Recently, the House of Representatives Natural Resources Committee, Subcommittee on Public Lands and Environmental Regulation held an interesting hearing on “Threats, Intimidation and Bullying by Federal Land Management Agencies.” The witnesses, most of them cattle ranchers from Western states, poignantly summarized the legal and regulatory harassment to which federal bureaucrats have subjected them, typically in retaliation for exercising their rights as American citizens.
A common thread was that when they ultimately prevailed in court against the government, they were denied any award of attorney fees under the Equal Access to Justice Act (EAJA), a federal statute that is intended to level the field in litigation with the federal government. Tim Lowry explained that the Department of Interior and its attorneys from the Justice Department had forced him to litigate his water rights claims for stockwater in Idaho all the way to the state supreme court, despite the fact that the federal objections were essentially frivolous. Hundreds of thousands of dollars in attorney fees later, Mr. Lowry emerged victorious, but could not persuade the Idaho Supreme Court to award him his attorney fees against the federal government under the Equal Access to Justice Act for defending against their meritless objections.
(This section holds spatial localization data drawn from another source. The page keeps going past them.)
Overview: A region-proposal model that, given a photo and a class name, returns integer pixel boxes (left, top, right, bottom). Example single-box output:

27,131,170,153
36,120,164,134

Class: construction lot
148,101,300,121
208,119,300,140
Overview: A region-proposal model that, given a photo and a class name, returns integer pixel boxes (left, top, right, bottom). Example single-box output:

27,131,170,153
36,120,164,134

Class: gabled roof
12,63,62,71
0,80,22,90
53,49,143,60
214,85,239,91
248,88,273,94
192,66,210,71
In this context, one of the witnesses noted the asymmetry of the EAJA when it comes to environmental organizations routinely being awarded significant fee awards for their litigation against federal agencies, while private citizens who have to defend against overreaching bureaucrats are rarely made whole. At that point, progressive California Congressman Jared Huffman (D- San Rafael) jumped in:
If we want to look at habitual litigation and that problem, I sure hope that scrutiny includes groups like the Pacific Legal Foundation, Cause of Action, the Competitive Enterprise Institute who I see ever present in these proceedings who simply troll around looking for opportunities to bring property rights cases against the government, often unsuccessfully. And we could certainly take a good hard look at some of the frivolous litigation that is constantly being asserted in the name of property rights.
Where to begin. Pacific Legal Foundation is proud of its seven consecutive victories at the United States Supreme Court, and numerous victories in state courts and lower federal courts, in defense of private property rights, a balanced approach to environmental regulation, and equal treatment for all regardless of race.
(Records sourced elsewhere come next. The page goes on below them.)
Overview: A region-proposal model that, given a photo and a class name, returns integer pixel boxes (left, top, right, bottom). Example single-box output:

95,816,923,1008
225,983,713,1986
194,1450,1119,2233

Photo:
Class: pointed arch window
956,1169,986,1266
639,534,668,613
It is easy to characterize property rights litigation as frivolous if you don’t have a strong attachment to property rights as a cornerstone of liberty. But environmental activists and their legislative allies (including Mr. Huffman, a former NRDC attorney) also recognize the conflict between aggressive environmental regulation and property rights. We stand for the rule of law and the constitution when we insist that environmental enforcement be subject to applicable constitutional, statutory, and regulatory limits. If that is frivolous, it’s news to us.
Another point might be lost behind Mr. Huffman’s swipe at freedom-oriented legal groups. His comment responded to a lament from several private citizens that the cost of litigation gives the federal government an automatic and unjust advantage. PLF isn’t a troll chasing ambulances for quickie settlements. We stand ready, and are called on daily, to level the playing field against federal bureaucracy, by representing private citizens without charge for attorney fees, so that they can stand up to the regulators who impinge on their property and other constitutional rights. We are not the problem – we are the solution.